New research maps out how parks, lakes, trees and other urban green spaces boost physical activity and overall human wellbeing in cities. Photo: G. Krishnan/Unsplash
Researchers plan to equip city planners with tools to create healthier, more sustainable cities around the world
- A new paper published closes an important gap in understanding how building nature into cities can support overall human wellbeing
- Researchers combined decades of public health research with information on nature’s benefits to people in cities
- The research will serve as the basis for a new health model in Natural Capital Project software and be available to anyone interested in new arguments and tools for targeting investments in nature in cities
NATURE IS THE BEST GYM: There’s more to the beauty of trees. They may actually make you go for a longer stroll or choose to bike to work
It’s widely understood that physical activity improves human health, but how parks, lakes, trees and other urban green spaces boost physical activity and overall wellbeing is an unsolved piece of the puzzle. A new paper published in Proceedings of the National Academy of Sciences closes an important gap in understanding how building nature into cities can support overall human wellbeing.

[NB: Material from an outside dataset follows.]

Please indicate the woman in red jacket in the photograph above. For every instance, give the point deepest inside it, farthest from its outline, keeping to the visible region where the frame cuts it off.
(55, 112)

Over the past year of shelter-in-place restrictions, we’ve learned how valuable and fulfilling it can be to spend time outdoors in nature, especially for city-dwellers.
Lead author Roy Remme
Dog walking, jogging, gardening…
The researchers, including centre researcher Therese Lindahl, explored how people might choose to walk an extra few blocks to enjoy a blooming garden or bike to work along a river path, reaping the health benefits of physical activity they may have missed if not motivated by natural spaces.
They combined decades of public health research with information on nature’s benefits to people in cities. They considered how activities like dog walking, jogging, cycling and community gardening are supported by cities’ natural spaces.
They also factored in things like distance to urban greenery, feelings of safety and accessibility to understand how those elements can alter the benefits of nature for different people.
From tree-lined sidewalks to city parks and waterfronts, the team created a model framework to map out urban nature’s physical health benefits.
Healthy, equitable and sustainable
In Amsterdam, city planners are currently implementing a new green infrastructure plan. Using the city as a hypothetical case study, the researchers applied their framework to understand how Amsterdam’s plans to build or improve new parks might affect physical activity for everyone in the city.
The research will serve as the basis for a new health model in Natural Capital Project software— the free, open-source tools that map the many benefits nature provides people. The software was recently used to inform an assessment of 775 European cities to understand the potential of nature-based solutions for addressing climate change.
Eventually, the new health model software will be available to city planners, investors and anyone else interested in new arguments and tools for targeting investments in nature in cities.
“Our ultimate goal is to create more healthy, equitable and sustainable cities and this research gets us one big step closer,” says Anne Guerry, co-author and Chief Strategy Officer at the Natural Capital Project.